Hemophagocytic lymphohistiocytosis (HLH) is a life-threatening hyperinflammatory syndrome with genetic and acquired etiologies. Familial HLH (FHL) is a genetic disorder caused by granule-mediated lymphocyte cytotoxic function defects occurring mainly in young children.[1] By contrast, most adults with HLH lack FHL genetic variants[2] and ~50% have an underlying cancer, of which hematologic malignancies (HMs) are the most common.[3,4] The diagnosis and treatment of HLH occurring in the context of HMs (HM-HLH) are largely based on extrapolations from clinical experience with FHL, along with expert opinion.[3,5–8]
Overall, HLH affects ~1% of adults with an HM,[9] although the incidence may reach 2.8% in cases with B-cell and T-cell lymphomas.[10] T-cell lymphomas are more commonly associated with the development of HLH (35% of HM-HLH cases) than B-cell lymphoma (32% of HM-HLH cases),[4,5] and myeloid malignancies may also be complicated by HM-HLH.[11–14] HM-HLH has the worst prognosis of all HLH subgroups, with 5-year overall survival ranging from 10% to 30%.[15,16]
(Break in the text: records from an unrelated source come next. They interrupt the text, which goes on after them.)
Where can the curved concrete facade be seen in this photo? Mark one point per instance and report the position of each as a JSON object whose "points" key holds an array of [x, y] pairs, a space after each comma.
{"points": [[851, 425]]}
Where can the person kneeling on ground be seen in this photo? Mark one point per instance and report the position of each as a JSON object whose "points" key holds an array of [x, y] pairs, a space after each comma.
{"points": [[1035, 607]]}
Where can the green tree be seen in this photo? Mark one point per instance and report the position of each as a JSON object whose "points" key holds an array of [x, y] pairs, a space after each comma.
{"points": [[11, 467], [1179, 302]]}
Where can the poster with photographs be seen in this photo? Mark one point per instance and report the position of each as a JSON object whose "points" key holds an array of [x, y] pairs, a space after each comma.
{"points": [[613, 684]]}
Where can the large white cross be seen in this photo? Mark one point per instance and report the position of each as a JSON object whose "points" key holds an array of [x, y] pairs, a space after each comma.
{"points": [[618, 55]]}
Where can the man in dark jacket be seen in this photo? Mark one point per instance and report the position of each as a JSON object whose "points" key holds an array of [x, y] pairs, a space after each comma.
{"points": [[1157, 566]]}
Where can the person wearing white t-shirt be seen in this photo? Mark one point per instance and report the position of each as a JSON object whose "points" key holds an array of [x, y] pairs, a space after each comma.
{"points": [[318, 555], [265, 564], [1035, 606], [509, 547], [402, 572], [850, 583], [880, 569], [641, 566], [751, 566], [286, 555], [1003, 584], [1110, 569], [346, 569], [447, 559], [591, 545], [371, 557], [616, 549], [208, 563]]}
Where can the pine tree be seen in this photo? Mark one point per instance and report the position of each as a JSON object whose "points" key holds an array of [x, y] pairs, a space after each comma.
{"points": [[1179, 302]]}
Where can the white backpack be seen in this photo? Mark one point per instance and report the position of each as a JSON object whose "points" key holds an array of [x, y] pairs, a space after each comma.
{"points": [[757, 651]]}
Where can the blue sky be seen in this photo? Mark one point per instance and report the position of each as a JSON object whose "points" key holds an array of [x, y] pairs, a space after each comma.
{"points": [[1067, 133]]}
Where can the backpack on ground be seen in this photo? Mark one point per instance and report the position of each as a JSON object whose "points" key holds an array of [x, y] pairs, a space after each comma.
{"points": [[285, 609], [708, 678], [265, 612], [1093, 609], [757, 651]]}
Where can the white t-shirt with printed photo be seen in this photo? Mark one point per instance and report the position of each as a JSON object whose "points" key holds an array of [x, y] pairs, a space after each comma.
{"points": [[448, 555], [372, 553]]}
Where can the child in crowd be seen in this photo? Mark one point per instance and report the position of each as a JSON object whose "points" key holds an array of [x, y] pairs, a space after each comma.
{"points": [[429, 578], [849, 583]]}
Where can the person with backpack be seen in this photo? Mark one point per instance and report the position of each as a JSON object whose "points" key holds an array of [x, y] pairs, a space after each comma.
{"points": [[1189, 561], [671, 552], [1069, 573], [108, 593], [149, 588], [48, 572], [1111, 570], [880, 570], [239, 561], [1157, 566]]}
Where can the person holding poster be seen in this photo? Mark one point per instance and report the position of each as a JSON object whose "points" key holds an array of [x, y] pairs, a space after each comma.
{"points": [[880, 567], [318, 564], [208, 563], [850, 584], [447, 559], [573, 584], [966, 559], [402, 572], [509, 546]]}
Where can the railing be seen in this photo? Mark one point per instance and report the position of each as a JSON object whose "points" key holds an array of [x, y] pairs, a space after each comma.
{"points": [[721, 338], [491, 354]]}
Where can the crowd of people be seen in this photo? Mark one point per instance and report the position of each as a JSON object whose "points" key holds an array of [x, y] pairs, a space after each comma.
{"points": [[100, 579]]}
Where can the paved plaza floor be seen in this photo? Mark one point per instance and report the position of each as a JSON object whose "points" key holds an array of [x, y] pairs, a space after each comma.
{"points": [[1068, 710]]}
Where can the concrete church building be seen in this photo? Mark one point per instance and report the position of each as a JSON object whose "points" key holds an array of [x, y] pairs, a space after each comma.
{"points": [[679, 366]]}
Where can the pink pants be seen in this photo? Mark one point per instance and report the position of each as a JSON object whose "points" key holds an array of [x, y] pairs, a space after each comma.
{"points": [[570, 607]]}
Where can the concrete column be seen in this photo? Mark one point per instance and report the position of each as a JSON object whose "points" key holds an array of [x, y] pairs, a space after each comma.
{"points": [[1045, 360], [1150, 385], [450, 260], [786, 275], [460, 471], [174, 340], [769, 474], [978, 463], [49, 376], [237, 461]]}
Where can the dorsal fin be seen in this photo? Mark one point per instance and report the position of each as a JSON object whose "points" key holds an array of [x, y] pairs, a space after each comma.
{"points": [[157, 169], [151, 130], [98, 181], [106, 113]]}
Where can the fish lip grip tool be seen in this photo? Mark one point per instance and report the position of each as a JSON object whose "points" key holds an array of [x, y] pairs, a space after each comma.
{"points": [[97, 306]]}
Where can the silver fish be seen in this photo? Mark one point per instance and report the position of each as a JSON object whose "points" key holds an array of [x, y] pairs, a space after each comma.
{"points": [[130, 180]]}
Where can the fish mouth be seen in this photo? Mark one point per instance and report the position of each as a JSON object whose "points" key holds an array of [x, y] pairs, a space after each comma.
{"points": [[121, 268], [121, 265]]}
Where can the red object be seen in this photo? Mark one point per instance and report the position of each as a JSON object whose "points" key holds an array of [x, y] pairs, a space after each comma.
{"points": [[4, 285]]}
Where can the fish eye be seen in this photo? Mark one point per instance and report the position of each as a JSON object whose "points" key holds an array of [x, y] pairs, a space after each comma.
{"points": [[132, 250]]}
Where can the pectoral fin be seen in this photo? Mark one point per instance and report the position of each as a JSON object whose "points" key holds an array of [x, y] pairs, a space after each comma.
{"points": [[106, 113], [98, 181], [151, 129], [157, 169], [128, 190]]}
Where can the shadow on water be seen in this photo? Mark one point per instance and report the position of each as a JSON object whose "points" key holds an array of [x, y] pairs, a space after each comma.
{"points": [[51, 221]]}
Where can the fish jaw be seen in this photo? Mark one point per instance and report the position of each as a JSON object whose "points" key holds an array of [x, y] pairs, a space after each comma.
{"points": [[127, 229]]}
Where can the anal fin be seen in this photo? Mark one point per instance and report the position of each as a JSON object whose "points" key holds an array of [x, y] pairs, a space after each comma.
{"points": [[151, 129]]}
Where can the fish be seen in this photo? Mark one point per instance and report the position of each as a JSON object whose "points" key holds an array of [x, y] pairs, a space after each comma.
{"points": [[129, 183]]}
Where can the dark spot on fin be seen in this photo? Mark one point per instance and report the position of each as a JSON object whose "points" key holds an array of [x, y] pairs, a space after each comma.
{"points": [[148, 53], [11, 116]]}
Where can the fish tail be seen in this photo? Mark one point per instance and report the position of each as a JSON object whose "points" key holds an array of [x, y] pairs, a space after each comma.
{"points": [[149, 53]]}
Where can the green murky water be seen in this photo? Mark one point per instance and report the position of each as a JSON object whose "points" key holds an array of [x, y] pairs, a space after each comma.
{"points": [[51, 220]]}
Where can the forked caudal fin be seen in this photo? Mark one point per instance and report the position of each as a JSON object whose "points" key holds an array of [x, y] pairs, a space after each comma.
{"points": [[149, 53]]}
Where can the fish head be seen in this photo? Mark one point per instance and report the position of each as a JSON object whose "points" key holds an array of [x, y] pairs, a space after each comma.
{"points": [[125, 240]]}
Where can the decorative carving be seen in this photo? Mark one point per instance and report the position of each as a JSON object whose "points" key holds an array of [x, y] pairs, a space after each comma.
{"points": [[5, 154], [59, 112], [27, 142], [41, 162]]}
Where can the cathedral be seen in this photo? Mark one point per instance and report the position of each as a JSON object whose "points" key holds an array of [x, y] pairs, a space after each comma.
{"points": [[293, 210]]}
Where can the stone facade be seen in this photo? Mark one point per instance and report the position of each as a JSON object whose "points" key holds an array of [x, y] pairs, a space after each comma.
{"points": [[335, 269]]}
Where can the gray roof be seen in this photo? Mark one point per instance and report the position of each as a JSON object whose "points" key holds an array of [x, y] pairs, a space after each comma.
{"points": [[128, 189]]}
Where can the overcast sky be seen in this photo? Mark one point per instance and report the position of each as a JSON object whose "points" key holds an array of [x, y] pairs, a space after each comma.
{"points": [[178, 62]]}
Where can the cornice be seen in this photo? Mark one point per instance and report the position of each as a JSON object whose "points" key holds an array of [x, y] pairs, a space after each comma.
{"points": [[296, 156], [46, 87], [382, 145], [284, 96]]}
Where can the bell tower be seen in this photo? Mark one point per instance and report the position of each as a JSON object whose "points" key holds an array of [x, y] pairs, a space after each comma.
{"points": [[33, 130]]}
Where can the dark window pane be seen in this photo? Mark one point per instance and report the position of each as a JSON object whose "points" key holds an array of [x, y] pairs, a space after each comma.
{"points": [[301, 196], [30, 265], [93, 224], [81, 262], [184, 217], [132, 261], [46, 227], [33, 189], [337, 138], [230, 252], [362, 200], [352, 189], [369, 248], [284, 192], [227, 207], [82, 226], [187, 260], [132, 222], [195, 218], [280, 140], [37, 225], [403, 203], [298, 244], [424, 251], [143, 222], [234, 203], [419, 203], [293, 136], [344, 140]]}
HLH is commonly defined by using the enrollment criteria from the HLH-2004 study, which were developed to diagnose pediatric FHL. HLH is diagnosed when a causative genetic mutation is identified or suspected based on family history or when a patient fulfills ≥5 of the HLH-2004 diagnostic criteria.[17] The appropriateness of these criteria for the diagnosis of HM-HLH has not been determined. Furthermore, diagnostic cutoff levels for laboratory markers of HLH have not been optimized or validated in HM-HLH.[18] In addition, although a number of these features are driven by inappropriate immune activation in FHL,[19] their presence in HM may represent nonimmunologic effects of the malignant clone itself, such as infiltration of the marrow or spleen or soluble CD25 (sCD25) production by neoplastic cells. This has led to the suggestion that the syndrome of HM-HLH may be a "mimic" of the syndrome seen in patients with FHL and that patients may not benefit or may even be harmed by the use of HLH-directed therapy.[20] As a result, there is no consensus regarding whether patients fulfilling HLH-2004 diagnostic criteria should be treated with tumordirected therapy, HLH-directed therapy, or both.[7]
Another scoring system, the HScore, was developed to determine the diagnosis of HLH in adults.[21] Although valuable in some contexts, the HScore is imperfect as it was derived from a cohort of patients who were retrospectively defined as having HLH and because sCD25 results were not included in the score due to a lack of data. Moreover, HMs were significantly under-represented in the non-HLH group, limiting the use of the HScore in diagnosing HM-HLH.[21] Tamamyan et al[18] proposed a tool with extended diagnostic criteria for malignancy-associated HLH, adding selected variables to the HLH-2004 that were described in association with adult HLH. This tool was intended to supplement the HLH-2004 criteria to facilitate diagnosis of the syndrome in its early phase and thus reduce early mortality.
We conducted the current study to optimize and simplify HM-HLH diagnosis based on HLH-2004–defining features and used disease outcomes as an external validation measure.